Leon Juranic, DefenseCode CEO, comments for Help Net Security: "According to numbers available on the Internet, Cisco Linksys is a very popular router with more than 70,000,000 routers sold. This creates an immense playground for anyone in possession of a 0-day exploit."

The vulnerability itself was discovered during a Cisco Linksys product security evaluation for a client and it took the researchers 12 days to develop a fully working exploit. That includes hardware hacking for router debugging, vulnerability analysis, memory analysis and exploit development.

After the researchers posted their findings online, Cisco finally got in touch again. They are expected to release a fix in time for the full advisory, which should see the light of day in about 10 days.
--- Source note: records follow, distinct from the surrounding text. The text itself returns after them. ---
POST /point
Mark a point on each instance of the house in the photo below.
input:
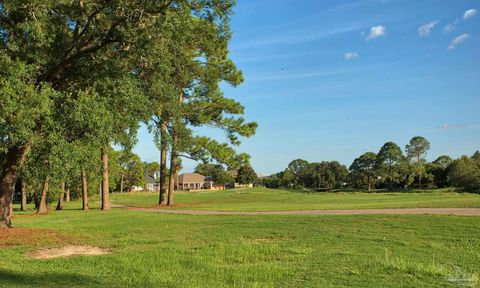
(234, 173)
(151, 182)
(195, 181)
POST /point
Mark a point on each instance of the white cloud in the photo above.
(350, 55)
(450, 27)
(469, 14)
(425, 29)
(457, 41)
(376, 31)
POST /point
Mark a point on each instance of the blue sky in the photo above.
(330, 80)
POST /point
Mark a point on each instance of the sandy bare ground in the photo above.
(395, 211)
(67, 251)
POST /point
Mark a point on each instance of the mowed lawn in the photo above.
(263, 199)
(160, 250)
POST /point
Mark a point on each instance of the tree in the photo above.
(299, 168)
(465, 172)
(327, 175)
(222, 177)
(364, 167)
(388, 158)
(417, 149)
(49, 54)
(246, 175)
(440, 169)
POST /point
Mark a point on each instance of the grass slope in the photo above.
(157, 250)
(262, 199)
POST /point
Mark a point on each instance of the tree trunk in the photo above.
(175, 186)
(173, 167)
(8, 177)
(11, 209)
(23, 205)
(42, 209)
(105, 194)
(122, 178)
(84, 191)
(36, 199)
(67, 195)
(60, 197)
(163, 164)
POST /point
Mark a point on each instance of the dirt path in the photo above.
(395, 211)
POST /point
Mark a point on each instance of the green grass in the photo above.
(159, 250)
(262, 199)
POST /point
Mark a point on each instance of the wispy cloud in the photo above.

The video below shows the exploit tested on a Cisco Linksys WRT54GL:



Update: Friday, January 18, 2013.
Although Cisco claims that the vulnerability exists only in their Linksys WRT54GL router, DefenseCode started investigating their claim and from what they can tell so far, at least one other (not just the WRT54GL) Linksys model is probably vulnerable.

Moreover, during the analysis they discovered clues that network devices from other manufacturers might also contain the same vulnerability. They are still investigating.